In [None]:
# default_exp core

# 00_Core

> This module contains helper functions for preparing the data

In [None]:
#hide
from nbdev.showdoc import *

In [None]:
#export
from fastai2.tabular.all import *

In [None]:
path = untar_data(URLs.ADULT_SAMPLE)
df = pd.read_csv(path/'adult.csv')

In [None]:
dep_var = 'salary'
cat_names = ['workclass', 'education', 'marital-status', 'occupation', 'relationship', 'race']
cont_names = ['age', 'fnlwgt', 'education-num']
procs = [Categorify, FillMissing, Normalize]

In [None]:
splits = IndexSplitter(list(range(800,1000)))(range_of(df))
to = TabularPandas(df, procs, cat_names, cont_names, y_names="salary", splits=splits)
dls = to.dataloaders()

First we train our initial model

In [None]:
learn = tabular_learner(dls, layers=[200,100], metrics=accuracy)
learn.fit(1, 1e-2)

epoch,train_loss,valid_loss,accuracy,time
0,0.374005,0.399195,0.825,00:08


Now we begin using shap

In [None]:
#export
import shap

We want to get our predictions in check for our model. We do this by passing in `SHAP` data. This has an option to pass in a test `DataFrame` or `DataLoader`. If none passed in, it will assume the validation dataset

In [None]:
#export
def _prepare_data(learn:Learner, test_data=None):
  "Prepares train and test data for `SHAP`, pass in a learner with optional data"
  dtype = ''
  if isinstance(test_data, pd.DataFrame): dtype = 'pandas'
  elif isinstance(test_data, TabDataLoader): dtype = 'dl'
  elif test_data is None: dtype = 'train'
  else: raise ValueError('Input is not supported.
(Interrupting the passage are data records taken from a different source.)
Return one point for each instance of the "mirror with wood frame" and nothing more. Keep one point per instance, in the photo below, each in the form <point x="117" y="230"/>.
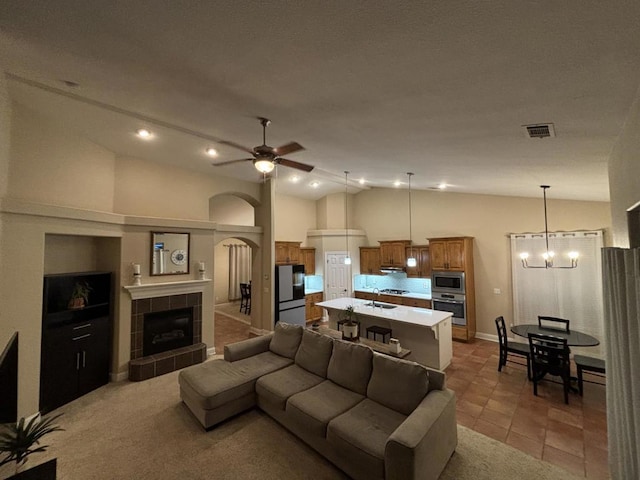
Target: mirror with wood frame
<point x="169" y="253"/>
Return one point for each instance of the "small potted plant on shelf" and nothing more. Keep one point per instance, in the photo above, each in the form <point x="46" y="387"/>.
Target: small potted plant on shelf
<point x="350" y="325"/>
<point x="21" y="439"/>
<point x="80" y="295"/>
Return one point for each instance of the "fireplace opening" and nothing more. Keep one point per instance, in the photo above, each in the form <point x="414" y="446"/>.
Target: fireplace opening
<point x="167" y="330"/>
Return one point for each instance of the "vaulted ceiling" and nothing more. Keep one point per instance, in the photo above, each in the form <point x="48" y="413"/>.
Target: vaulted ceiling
<point x="378" y="88"/>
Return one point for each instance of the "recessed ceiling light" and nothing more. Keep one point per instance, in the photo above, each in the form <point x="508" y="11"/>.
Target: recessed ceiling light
<point x="144" y="133"/>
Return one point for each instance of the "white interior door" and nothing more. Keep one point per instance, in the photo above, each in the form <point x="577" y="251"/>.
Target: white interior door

Please use either a `DataFrame` or `TabularDataLoader`')
  cols = learn.dls.cat_names + learn.dls.cont_names
  X_train_cat, X_train_cont, _ = learn.dls.one_batch()
  X_train = [X_train_cat, X_train_cont]
  X_train = pd.DataFrame(np.concatenate([v.to('cpu').numpy() for v in X_train], axis=1), columns=cols)
  if dtype == 'pandas':
    dl = learn.dls.test_dl(test_data)
  elif dtype=='dl':
    dl = test_data
  else:
    dl = learn.dls[1]
    if len(dl) * learn.dls.bs > 256: 
      test_data = dl.dataset.all_cols.sample(256, replace=False)
      dl = learn.dls.test_dl(test_data)
  X_test = tensor(dl.cats).long(),tensor(dl.conts).float()
  X_test = pd.DataFrame(np.concatenate([v.to('cpu').numpy() for v in X_test], axis=1), columns=cols)
  return X_train, X_test

In [None]:
dl = learn.dls.test_dl(df.iloc[:100])
X_train, X_test = _prepare_data(learn, dl)
test_eq(len(X_train), 64)
test_eq(len(X_test), 100)

In [None]:
X_train, X_test = _prepare_data(learn, df.iloc[:100])
test_eq(len(X_train), 64)
test_eq(len(X_test), 100)

In [None]:
X_train, X_test = _prepare_data(learn)
test_eq(len(X_train), 64)
test_eq(len(X_test), 200)

In [None]:
X_train, X_test = _prepare_data(learn, 'test')

ValueError: ignored

Now we need to grab predictions based on what shap throws back. This is a basic function you can use to get your predictions. We can't include it in the library as we need access to your current `Learn`

In [None]:
#export
def _predict(learn:TabularLearner, data:np.array):
  "Predict function for some data on a fastai model"
  device = 'cuda' if torch.cuda.is_available() else 'cpu'
  model = learn.model.to(device)
  dl = learn.dls[0]
  nb_cat_cols = len(dl.dataset.cat_names)
  nb_cont_cols = len(dl.dataset.cont_names)
  x_cat = torch.from_numpy(data[:, :nb_cat_cols]).to(device, torch.int64)
  x_cont = torch.from_numpy(data[:, -nb_cont_cols:]).to(device, torch.float32)
  with torch.no_grad():
    pred_probs = learn.model(x_cat, x_cont).cpu().numpy()
  return pred_probs

In [None]:
data = X_train.iloc[:5].to_numpy()
pred_probs = _predict(learn, data)
test_eq(pred_probs.shape, (5,2))

And now we can do whatever we need to.